A Tasmanian transgender activist has won an apology from Exclusive Brethren members after the 2006 publication of state election advertisements attacking transgender and intersex people.
The apology will appear in three Tasmanian newspapers tomorrow, The Examiner, The Advocate and The Mercury and is the result of a settlement of an anti-discrimination case, running for three years.
Martine Delaney took members of the Exclusive Brethren religious group to the Tasmanian Anti-Discrimination Tribunal in 2006 over and a series of advertisements she says caused hurt and offence to the community.
“It’s hard enough being a transgender or intersex person in this society without your basic human rights being hatefully attacked,” she said.
“My wish has always been to ensure election debates are conducted without vulnerable minorities being unfairly targeted.”
The advertisement claimed that Greens policy support for transgender people would “ruin families and society.”
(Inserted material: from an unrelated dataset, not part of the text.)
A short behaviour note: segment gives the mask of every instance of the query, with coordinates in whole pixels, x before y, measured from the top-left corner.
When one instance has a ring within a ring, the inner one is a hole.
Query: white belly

The apology was issued by Exclusive Brethren members, Roger Unwin and Graham Lewis, on behalf of the company that paid for the advertisements, TradTas.
Delaney told Sydney Star Observer she was pleased the Exclusive Brethren members agreed to apologise for distress caused although would liked to have seen the pair involved in an education campaign.
It’s not a perfect result but I think it’s quite and achievement to acknowledge they caused offence and I think that’s a first in Australia for them to apologise for something like that.
Delaney has another case with the Anti-Discrimination Tribunal on Monday to inquire into the Liberal Party’s role in the advertisements.
In a similar case also involving Delaney earlier this year, the tribunal found a 2006 Liberal Party election pamphlet did not contravene the state’s incitement to hatred laws when it called same-sex marriage socially destructive.